Enhancement of mass transport behavior by controlling the surface structure of the porous transport layer for polymer electrolyte membrane water electrolysis

Abstract

Chemical etching is an effective method, frequently used in the modification of the surface and structure of the metals while these two properties are important factors that affect the performance of porous transport layers (PTLs) in polymer electrolyte membrane water electrolysis (PEMWE). In this study, the commercial titanium porous transport layers (Ti-PTLs) are modified with 6 M H₂SO₄ acid for 20 min at various temperatures (40 ℃, 60 ℃, 80 ℃, and 90 ℃). The surface morphology, structure, and electrochemical properties of PTLs are analyzed by scanning electron microscope (SEM), contact angle measurement, porosimeter, polarization, and electrochemical impedance spectroscopy (EIS).
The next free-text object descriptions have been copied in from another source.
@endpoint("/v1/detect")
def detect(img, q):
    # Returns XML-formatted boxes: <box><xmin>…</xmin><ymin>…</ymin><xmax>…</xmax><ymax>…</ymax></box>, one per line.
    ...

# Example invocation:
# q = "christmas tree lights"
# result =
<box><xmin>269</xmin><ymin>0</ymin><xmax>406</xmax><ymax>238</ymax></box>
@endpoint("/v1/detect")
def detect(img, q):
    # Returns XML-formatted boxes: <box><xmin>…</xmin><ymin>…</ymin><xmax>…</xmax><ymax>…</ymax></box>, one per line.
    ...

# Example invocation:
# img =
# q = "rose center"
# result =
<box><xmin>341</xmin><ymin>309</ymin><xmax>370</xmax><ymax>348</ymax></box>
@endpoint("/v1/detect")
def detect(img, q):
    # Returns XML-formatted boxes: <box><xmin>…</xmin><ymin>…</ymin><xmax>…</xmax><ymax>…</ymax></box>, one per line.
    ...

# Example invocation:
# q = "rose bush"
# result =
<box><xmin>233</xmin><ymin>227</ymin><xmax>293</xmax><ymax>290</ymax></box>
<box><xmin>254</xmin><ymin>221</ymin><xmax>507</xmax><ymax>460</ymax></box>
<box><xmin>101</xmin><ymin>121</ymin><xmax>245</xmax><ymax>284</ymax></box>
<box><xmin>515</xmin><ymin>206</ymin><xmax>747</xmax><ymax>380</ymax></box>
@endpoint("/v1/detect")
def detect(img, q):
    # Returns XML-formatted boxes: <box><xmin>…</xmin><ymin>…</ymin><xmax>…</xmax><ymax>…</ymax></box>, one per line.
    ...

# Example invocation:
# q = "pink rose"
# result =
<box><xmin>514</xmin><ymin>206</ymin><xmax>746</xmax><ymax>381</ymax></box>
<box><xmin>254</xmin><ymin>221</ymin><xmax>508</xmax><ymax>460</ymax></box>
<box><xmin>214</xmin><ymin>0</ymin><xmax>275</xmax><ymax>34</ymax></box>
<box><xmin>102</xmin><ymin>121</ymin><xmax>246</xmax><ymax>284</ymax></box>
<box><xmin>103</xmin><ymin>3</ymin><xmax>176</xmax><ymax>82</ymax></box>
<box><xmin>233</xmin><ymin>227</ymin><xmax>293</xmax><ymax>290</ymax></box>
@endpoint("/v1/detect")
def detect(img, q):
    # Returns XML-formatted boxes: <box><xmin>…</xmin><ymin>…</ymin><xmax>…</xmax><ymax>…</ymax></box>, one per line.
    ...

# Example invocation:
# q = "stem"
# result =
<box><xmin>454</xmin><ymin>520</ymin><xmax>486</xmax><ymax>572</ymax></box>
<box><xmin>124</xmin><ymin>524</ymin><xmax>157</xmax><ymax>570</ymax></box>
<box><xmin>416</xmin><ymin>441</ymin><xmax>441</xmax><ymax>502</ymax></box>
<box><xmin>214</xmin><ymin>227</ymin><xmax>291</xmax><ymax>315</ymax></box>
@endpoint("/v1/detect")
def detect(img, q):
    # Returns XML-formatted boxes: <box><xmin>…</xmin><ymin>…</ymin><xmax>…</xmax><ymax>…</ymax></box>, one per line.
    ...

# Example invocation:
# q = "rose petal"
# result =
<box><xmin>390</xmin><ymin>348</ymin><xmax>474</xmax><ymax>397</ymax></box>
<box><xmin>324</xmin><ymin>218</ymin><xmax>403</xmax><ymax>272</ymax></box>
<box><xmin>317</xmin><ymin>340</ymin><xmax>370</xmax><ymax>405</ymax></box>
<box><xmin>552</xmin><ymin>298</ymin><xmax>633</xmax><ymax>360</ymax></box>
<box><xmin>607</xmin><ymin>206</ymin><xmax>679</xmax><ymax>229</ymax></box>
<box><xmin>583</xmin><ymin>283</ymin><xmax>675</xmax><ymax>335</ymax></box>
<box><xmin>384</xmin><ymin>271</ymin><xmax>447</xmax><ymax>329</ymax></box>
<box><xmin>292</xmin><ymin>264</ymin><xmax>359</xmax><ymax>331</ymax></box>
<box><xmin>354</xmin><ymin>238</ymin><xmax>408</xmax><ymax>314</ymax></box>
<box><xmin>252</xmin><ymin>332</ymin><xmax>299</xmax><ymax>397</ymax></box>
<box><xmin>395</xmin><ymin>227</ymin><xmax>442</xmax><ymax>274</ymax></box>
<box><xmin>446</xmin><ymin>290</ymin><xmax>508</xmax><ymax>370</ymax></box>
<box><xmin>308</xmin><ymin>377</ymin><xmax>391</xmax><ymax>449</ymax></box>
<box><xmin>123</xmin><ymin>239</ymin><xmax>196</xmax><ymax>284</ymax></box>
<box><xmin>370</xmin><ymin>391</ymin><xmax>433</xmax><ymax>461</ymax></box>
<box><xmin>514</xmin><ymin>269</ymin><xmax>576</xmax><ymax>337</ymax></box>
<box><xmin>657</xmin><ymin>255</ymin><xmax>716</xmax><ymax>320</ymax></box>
The physical and chemical analysis reveals that surface modified PTLs prepared at 80 ℃ and 90 ℃ exhibit a significant increase in porosity due to changes in structure, shape, and interface properties. Consequently, mass transport resistance is significantly reduced. The results indicate that higher temperatures during acid etching lead to increased porosity and hydrophilicity of the PTLs, directly affecting the mass transport phenomenon in PEMWEs.